This work addresses the inherent unobservability in Landmark-Inertial SLAM (LI-SLAM), which prevents estimation of the robot’s and landmarks’ absolute positions and yaw orientation in the inertial frame, leading to incomplete state recovery. To overcome this limitation, the paper proposes a novel nonlinear synchronous observer that, for the first time, integrates magnetometer readings and intermittent GNSS position measurements into the LI-SLAM framework, enabling joint estimation of the full state—including absolute position and yaw.
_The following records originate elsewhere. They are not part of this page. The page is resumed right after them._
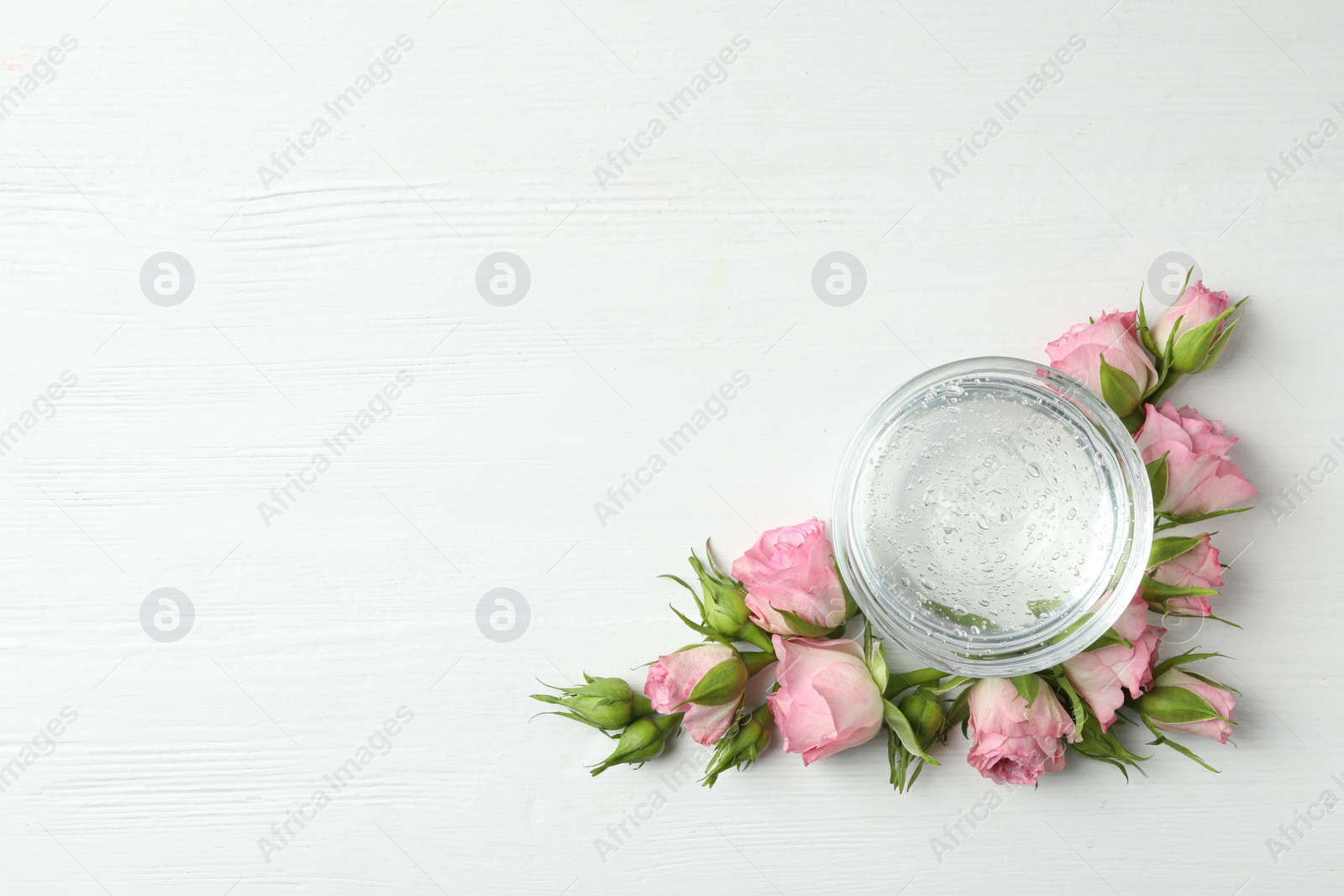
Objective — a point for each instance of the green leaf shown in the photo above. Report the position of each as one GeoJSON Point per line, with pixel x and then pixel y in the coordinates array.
{"type": "Point", "coordinates": [1079, 708]}
{"type": "Point", "coordinates": [682, 582]}
{"type": "Point", "coordinates": [1159, 590]}
{"type": "Point", "coordinates": [1119, 389]}
{"type": "Point", "coordinates": [1186, 752]}
{"type": "Point", "coordinates": [1176, 705]}
{"type": "Point", "coordinates": [1158, 477]}
{"type": "Point", "coordinates": [897, 721]}
{"type": "Point", "coordinates": [1182, 520]}
{"type": "Point", "coordinates": [900, 681]}
{"type": "Point", "coordinates": [1173, 547]}
{"type": "Point", "coordinates": [1027, 687]}
{"type": "Point", "coordinates": [721, 684]}
{"type": "Point", "coordinates": [706, 631]}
Leveraging Lyapunov stability theory, the authors rigorously establish that the resulting estimation error dynamics are almost globally asymptotically stable and locally exponentially stable. Comprehensive simulations demonstrate the effectiveness and robustness of the proposed approach in fusing heterogeneous sensor data from IMUs, visual landmarks, magnetometers, and GNSS.

In Landmark-Inertial Simultaneous Localisation and Mapping (LI-SLAM), the positions of landmarks in the environment and the robot's pose relative to these landmarks are estimated using landmark position measurements, and measurements from the Inertial Measurement Unit (IMU). However, the robot and landmark positions in the inertial frame, and the yaw of the robot, are not observable in LI-SLAM. This paper proposes a nonlinear observer for LI-SLAM that overcomes the observability constraints with the addition of intermittent GNSS position and magnetometer measurements. The full-state error dynamics of the proposed observer is shown to be both almost-globally asymptotically stable and locally exponentially stable, and this is validated using simulations.